We know that if they challenge the decision, around a quarter of decisions are changed in the claimant’s favour at the internal DWP ‘Mandatory Reconsideration’ stage. If that fails and it goes to tribunal, the success rate is around two thirds. This seems perverse, and suggests that there is something intrinsically wrong with DWP decision-making, particularly given that in most cases no additional evidence is presented at tribunal.

The moral dilemma is not whether clients deserve support, but deciding who receives limited time in an overwhelmed system

The DWP generate these kinds of disputes faster than we can absorb them. Appealing is a long process that involves several appointments, reviewing lengthy DWP bundles and writing submissions. We need time to develop our knowledge of relevant legislation and case law. This means we cannot take on every appeal, even where we know there is a chance of success and can see the pressure a client is under.

The vast majority of my colleagues when I worked for the DWP were compassionate and wanted to help, but were often restrained by a bureaucratic system focused on targets and cost-cutting rather than people’s lived realities. I increasingly struggled with the disconnect between procedural targets and the realities clients faced, which ultimately influenced my decision to leave.

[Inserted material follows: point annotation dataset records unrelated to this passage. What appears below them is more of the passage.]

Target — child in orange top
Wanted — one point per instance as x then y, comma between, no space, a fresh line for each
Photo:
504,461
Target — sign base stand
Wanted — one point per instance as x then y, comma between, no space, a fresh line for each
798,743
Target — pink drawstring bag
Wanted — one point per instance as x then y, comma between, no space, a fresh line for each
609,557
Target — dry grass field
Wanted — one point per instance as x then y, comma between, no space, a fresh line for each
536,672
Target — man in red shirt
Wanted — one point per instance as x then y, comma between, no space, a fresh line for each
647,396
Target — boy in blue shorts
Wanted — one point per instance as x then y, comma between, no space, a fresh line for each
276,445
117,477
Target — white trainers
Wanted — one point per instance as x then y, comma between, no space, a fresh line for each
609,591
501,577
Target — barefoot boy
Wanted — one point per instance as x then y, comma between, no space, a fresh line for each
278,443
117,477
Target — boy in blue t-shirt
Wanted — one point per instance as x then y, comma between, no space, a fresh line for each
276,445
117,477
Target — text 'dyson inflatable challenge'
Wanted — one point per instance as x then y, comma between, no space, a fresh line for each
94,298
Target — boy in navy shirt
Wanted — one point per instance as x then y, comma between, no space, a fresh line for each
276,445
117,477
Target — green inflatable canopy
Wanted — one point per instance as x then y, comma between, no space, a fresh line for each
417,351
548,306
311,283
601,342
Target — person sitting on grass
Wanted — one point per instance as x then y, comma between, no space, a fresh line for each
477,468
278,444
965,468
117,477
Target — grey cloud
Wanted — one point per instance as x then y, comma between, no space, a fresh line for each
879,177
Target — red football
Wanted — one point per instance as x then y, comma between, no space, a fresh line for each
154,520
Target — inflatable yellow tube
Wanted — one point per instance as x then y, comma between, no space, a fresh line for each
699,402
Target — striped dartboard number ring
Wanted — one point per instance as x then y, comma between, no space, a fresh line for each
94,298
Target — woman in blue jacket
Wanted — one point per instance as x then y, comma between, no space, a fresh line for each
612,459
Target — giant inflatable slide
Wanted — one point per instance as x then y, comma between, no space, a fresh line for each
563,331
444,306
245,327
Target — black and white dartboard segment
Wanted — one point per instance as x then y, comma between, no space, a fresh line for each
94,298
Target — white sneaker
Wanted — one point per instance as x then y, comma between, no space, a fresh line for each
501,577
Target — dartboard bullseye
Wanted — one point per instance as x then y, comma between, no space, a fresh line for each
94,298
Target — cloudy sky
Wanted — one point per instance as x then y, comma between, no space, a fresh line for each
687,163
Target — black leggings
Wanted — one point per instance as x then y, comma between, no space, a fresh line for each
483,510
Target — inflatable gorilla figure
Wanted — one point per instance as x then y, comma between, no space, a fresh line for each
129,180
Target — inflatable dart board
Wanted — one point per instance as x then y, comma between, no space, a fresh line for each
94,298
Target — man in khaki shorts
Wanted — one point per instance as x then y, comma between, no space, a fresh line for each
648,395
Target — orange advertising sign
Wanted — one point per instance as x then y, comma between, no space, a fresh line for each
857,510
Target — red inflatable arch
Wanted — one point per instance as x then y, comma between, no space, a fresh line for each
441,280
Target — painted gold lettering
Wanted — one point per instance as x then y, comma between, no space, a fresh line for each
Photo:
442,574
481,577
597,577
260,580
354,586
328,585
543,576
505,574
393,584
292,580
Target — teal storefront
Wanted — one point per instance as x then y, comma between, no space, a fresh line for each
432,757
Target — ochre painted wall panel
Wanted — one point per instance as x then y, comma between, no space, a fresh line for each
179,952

Citizens Advice feels very different, with the core values of equality, accessibility and independence. With reduced funding and growing caseloads, being accessible to everyone is becoming harder. The focus is on understanding the wider circumstances behind a crisis, but sustaining that approach is becoming difficult.

What is being lost?

Citizens Advice is absorbing failures elsewhere, stepping in to compensate for a shrinking and underfunded welfare state. We are no longer simply providing advice, but managing emergencies on a daily basis. This often involves making difficult decisions that do not always feel comfortable, affecting both staff and clients alike. Austerity is reshaping support systems in ways that feel unsustainable. What is being lost is not only capacity, but the possibility of genuinely humane support.

Many advisers would like to see increased investment in local welfare advice services. This would increase capacity and allow more time for education, early intervention and crisis prevention. We would also like to see a simpler benefits system with support — rather than bureaucracy, gatekeeping and punitive measures — at its centre. Finally, there needs to be greater emphasis on evidence-based decision-making.